PKA inhibitor infusion into the CeA during ethanol intake and NPY levels in the amygdala of NP rats. (A) Low-magnification views of NPY mRNA expression (in situ RT-PCR; upper panels) and NPY gold immunolabeling (lower panels) in the CeA of NP rats with or without PKA inhibitor infusion during ethanol exposure. Inset shows the immuno-gold particles in a cell body at high magnification (×100). Scale bar: 40 μm. (B) Effects of voluntary ethanol exposure and PKA inhibitor infusion into the CeA on mRNA and protein levels of NPY in the CeA, MeA, and BLA structures of NP rats.
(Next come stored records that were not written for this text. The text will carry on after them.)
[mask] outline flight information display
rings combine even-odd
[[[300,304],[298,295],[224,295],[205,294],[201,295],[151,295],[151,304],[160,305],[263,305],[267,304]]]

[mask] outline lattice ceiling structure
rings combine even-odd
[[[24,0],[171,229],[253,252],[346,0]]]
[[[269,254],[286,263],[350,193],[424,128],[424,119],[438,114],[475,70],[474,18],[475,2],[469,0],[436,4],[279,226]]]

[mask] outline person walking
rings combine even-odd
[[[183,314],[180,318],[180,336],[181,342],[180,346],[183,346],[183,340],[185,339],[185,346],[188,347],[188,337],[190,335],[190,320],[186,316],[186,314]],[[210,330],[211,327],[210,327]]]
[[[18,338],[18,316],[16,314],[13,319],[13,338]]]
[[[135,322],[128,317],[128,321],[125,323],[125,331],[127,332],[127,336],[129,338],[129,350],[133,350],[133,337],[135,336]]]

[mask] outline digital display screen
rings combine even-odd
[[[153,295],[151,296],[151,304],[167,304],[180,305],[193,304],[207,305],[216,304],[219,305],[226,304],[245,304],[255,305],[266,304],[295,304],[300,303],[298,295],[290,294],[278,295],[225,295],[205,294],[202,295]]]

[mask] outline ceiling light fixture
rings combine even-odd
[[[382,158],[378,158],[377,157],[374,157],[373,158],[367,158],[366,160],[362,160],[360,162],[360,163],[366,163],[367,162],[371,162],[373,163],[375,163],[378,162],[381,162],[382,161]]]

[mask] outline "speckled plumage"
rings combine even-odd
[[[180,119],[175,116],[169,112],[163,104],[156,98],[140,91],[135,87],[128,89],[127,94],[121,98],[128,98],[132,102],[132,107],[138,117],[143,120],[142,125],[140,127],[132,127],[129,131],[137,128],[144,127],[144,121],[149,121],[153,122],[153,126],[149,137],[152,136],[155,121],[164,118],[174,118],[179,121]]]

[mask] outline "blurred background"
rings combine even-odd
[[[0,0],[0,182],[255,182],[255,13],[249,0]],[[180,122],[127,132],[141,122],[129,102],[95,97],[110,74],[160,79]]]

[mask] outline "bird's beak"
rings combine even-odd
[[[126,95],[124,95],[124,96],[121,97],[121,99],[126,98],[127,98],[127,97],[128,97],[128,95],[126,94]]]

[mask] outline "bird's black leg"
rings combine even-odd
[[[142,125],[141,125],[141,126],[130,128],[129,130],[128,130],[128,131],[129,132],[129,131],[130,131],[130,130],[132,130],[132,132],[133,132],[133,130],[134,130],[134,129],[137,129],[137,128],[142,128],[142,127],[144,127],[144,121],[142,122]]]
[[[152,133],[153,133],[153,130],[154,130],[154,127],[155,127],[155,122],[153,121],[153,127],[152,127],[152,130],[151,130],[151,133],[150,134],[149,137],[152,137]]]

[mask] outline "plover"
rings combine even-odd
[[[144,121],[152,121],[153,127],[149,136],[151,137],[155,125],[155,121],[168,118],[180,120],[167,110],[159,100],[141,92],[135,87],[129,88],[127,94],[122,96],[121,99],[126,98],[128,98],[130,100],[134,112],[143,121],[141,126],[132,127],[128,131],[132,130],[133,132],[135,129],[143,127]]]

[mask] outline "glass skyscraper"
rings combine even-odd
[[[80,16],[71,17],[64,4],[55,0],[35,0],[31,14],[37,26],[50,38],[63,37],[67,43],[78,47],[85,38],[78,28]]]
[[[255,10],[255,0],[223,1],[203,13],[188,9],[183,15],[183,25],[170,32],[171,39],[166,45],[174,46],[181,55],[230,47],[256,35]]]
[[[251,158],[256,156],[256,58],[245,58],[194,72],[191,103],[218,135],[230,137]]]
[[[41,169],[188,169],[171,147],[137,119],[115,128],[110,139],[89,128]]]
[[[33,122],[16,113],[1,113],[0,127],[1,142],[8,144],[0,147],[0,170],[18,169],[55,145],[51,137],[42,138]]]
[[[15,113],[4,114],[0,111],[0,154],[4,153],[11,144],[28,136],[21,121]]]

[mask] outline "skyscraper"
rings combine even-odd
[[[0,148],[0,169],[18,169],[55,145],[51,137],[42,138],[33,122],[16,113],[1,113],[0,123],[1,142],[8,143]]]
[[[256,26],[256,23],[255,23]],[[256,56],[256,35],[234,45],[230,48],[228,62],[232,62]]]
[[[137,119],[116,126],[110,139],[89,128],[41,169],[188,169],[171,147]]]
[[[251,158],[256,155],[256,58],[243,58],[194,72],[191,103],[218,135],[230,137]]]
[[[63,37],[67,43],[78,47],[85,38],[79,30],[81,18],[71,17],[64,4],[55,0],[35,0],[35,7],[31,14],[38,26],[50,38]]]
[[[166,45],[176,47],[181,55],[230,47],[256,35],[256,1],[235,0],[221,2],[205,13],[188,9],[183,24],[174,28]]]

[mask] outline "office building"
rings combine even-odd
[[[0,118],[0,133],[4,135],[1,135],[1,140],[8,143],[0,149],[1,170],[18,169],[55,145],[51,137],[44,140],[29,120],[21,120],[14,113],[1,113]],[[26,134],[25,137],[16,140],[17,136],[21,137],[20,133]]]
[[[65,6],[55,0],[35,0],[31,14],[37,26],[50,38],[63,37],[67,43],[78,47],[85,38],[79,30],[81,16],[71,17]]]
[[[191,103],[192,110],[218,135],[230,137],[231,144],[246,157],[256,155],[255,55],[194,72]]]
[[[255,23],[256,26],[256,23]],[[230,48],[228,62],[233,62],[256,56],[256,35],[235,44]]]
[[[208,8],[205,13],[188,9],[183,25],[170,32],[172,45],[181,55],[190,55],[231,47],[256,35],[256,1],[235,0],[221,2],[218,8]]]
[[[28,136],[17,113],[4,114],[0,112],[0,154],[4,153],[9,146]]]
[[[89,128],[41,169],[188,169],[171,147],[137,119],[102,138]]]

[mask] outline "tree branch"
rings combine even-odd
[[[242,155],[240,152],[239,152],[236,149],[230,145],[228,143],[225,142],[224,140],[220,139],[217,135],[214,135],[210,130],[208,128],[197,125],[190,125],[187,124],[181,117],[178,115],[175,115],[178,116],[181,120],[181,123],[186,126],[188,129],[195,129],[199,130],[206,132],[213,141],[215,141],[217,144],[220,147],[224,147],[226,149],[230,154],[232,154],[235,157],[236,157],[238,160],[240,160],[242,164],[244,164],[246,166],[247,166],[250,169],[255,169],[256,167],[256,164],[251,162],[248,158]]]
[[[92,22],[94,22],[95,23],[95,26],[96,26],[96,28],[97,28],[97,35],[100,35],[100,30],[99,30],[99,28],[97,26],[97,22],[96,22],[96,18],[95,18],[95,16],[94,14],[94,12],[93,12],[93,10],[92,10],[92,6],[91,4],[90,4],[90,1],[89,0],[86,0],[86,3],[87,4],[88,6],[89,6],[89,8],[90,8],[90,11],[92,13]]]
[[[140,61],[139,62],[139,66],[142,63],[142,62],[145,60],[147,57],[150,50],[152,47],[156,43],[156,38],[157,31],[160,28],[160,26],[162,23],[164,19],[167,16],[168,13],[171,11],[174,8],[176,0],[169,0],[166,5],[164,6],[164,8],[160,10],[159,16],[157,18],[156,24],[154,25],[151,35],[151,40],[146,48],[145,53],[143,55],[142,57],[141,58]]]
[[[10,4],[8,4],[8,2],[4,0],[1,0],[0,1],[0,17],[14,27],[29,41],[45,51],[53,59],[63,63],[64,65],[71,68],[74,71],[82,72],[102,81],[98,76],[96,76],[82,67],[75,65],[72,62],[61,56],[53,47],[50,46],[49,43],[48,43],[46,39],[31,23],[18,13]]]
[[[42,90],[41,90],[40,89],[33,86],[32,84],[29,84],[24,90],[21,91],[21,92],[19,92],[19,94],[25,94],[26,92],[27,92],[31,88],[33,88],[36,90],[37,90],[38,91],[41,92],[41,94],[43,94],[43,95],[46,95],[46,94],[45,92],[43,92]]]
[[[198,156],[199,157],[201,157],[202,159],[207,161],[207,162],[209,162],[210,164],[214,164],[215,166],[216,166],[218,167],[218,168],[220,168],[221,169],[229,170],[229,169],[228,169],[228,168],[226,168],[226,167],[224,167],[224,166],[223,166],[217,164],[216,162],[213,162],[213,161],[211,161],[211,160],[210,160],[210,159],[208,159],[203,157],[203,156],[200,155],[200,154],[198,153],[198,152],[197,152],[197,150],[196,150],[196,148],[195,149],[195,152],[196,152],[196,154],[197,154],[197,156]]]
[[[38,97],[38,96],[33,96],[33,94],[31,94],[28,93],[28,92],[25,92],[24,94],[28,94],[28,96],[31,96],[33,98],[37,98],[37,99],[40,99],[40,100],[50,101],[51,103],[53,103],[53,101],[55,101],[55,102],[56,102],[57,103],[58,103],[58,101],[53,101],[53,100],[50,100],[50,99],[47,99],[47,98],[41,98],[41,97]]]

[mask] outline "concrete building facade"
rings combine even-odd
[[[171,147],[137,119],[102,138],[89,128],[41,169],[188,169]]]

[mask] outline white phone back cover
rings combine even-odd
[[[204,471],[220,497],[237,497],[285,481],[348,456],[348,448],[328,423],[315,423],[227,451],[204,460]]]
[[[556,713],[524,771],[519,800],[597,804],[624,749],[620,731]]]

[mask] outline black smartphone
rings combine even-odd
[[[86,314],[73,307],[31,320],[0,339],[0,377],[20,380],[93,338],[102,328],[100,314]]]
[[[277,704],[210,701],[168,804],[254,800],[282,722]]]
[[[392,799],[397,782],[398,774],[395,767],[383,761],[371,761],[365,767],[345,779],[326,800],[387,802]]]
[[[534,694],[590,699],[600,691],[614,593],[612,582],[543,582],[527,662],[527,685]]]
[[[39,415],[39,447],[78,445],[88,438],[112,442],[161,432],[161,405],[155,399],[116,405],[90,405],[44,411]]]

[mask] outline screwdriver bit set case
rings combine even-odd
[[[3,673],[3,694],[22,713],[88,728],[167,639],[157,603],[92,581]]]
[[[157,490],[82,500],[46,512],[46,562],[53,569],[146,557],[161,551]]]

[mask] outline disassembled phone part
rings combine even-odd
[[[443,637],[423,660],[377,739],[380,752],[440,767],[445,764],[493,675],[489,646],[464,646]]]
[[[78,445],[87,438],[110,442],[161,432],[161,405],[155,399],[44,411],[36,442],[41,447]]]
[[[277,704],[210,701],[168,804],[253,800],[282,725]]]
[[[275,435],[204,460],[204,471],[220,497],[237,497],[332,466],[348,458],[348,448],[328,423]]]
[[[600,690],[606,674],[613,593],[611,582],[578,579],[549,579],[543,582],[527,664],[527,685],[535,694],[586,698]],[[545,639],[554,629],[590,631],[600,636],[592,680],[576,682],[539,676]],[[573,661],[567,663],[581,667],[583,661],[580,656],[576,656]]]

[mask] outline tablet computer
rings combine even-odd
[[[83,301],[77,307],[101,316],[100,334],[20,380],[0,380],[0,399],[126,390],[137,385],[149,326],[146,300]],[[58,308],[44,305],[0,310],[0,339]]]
Values represent the mean ± SEM of 5 rats in each group. *P <0.001 versus respective controls.

Figure 13

Molecular mechanisms in the neural circuitry of the CeA of P rats for genetic predisposition to anxiety and alcohol-drinking behaviors. The data collected in the present study suggest that decreased function of CREB (within the CREB→p-CREB→NPY system) in CeA neurocircuitry may be responsible for high anxiety levels and excessive alcohol-drinking behaviors of P rats. Thus, decreased CREB, p-CREB, and NPY levels represent a pre-existing genetic condition for anxiety and alcoholism. The ethanol exposure (blue arrows) causes an increase in active PKA and CREB phosphorylation and thereby increases NPY expression and attenuates anxiety behavior. PKA activator has the ability to mimic the action of alcohol on PKA and CREB phosphorylation and NPY expression in the CeA of P rats. NPY infusion into the CeA also attenuates anxiety and alcohol intake in P rats. CREB may also alter the expression of other CREB target genes (23), whose function needs to be evaluated in future studies of anxiety and alcohol-drinking behaviors in P rats. Red arrows indicate the increase or decrease of signaling protein levels.